Wenn ich die Seite anzeige, sieht es wie hier aus:

pf_selOneMenu1 | Flickr - Photo Sharing!

Wenn ich auch mit 
[XML]
<p:column> #{converter_von.valueAsString}</p:column> 
[/XML]
komme, dann werden alle Jahre noch einmal unterhalb des 'selectOneMenu' angezeigt. 
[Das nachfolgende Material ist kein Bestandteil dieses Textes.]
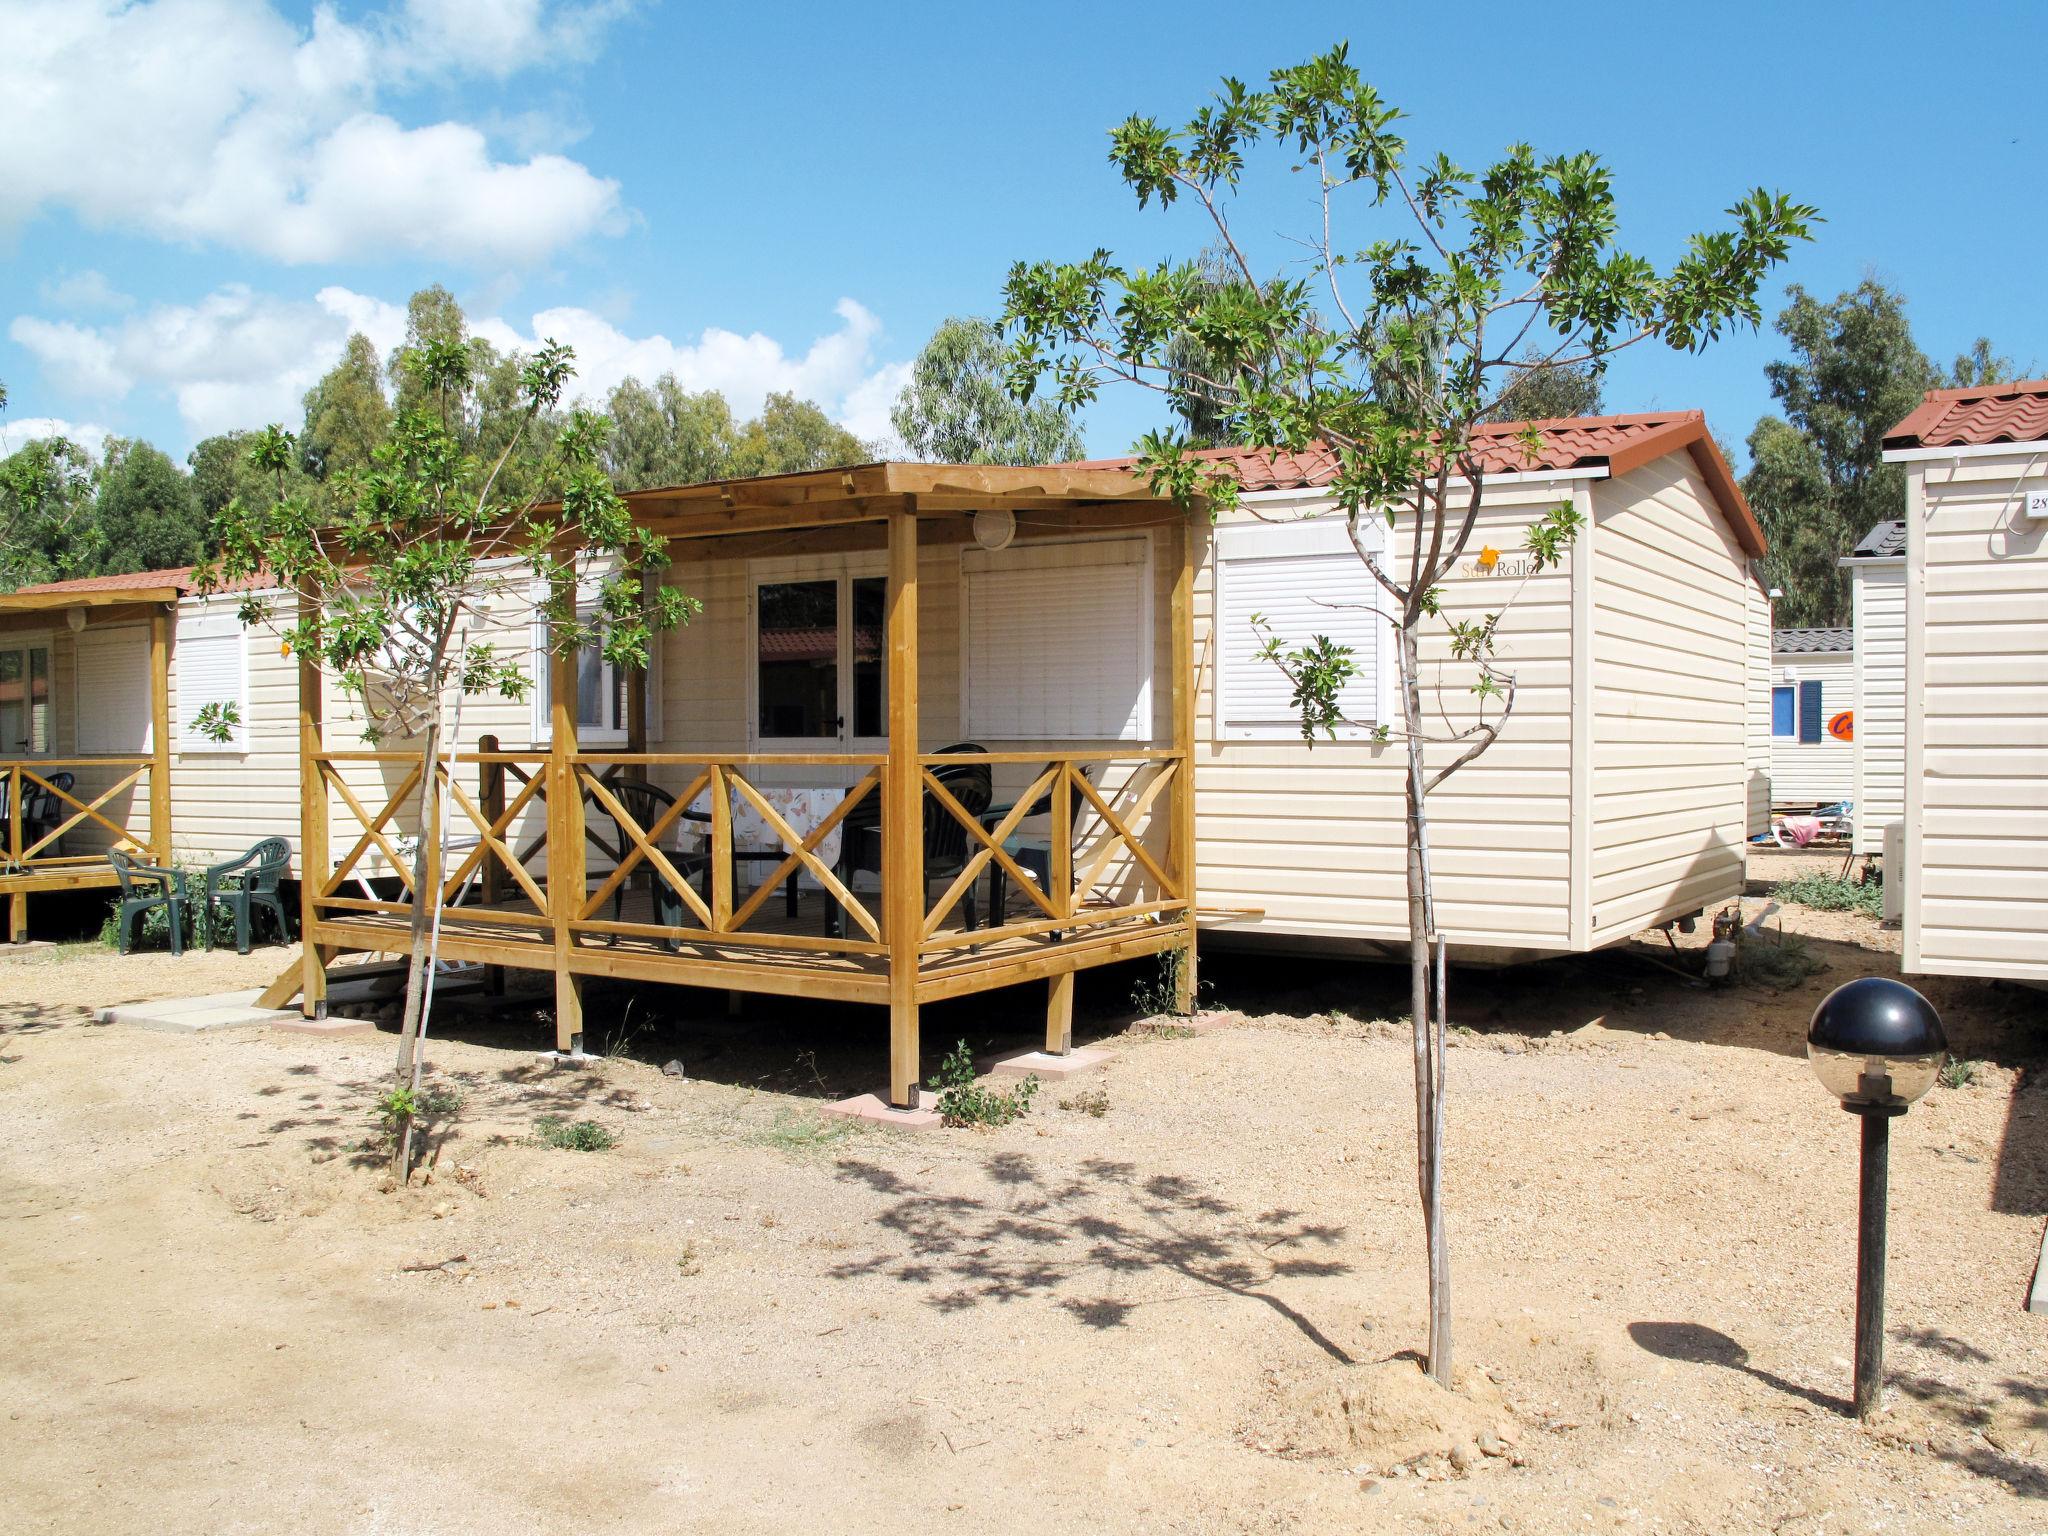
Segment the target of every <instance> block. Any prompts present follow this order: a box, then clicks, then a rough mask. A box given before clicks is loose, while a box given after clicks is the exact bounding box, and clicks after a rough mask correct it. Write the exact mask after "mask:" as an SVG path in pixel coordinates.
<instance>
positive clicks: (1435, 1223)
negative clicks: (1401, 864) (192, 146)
mask: <svg viewBox="0 0 2048 1536" xmlns="http://www.w3.org/2000/svg"><path fill="white" fill-rule="evenodd" d="M1417 621H1419V614H1417V616H1415V618H1409V623H1405V625H1403V627H1401V635H1399V641H1401V725H1403V731H1405V735H1407V901H1409V1026H1411V1034H1413V1042H1415V1186H1417V1194H1419V1196H1421V1221H1423V1237H1425V1241H1427V1251H1430V1376H1432V1378H1434V1380H1436V1382H1438V1384H1442V1386H1450V1247H1448V1241H1446V1235H1444V1024H1446V1010H1444V948H1442V938H1440V936H1438V932H1436V891H1434V883H1432V879H1430V817H1427V805H1425V797H1427V791H1425V782H1427V778H1425V764H1423V721H1421V657H1419V645H1417V637H1415V627H1417Z"/></svg>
Sieht jeman, was hier falsch ist? Jahre werden zwar im selectOneMenu' korrekt angezeigt, aber wieso wird 'Select One' noch einmal unterhalb angezeigt? Ich könnte auch den Teil 

[XML]
<f:selectItem itemLabel="Select One" itemValue=""
					noSelectionOption="true" />
[/XML]

zwar verzichten, aber, das sollte funktionieren: ich sollte ein Suchfeld sehen, wo ich schnell das Jahr filtern kann. 
Benutze primefaces 3.4.1

Vielen Dank.


----------



## fsicher (7. Okt 2012)

Nun, habe ich es (durch Zufall) herausgefunden, als ich _styles _in die Seite zum Testen eingefügt habe ...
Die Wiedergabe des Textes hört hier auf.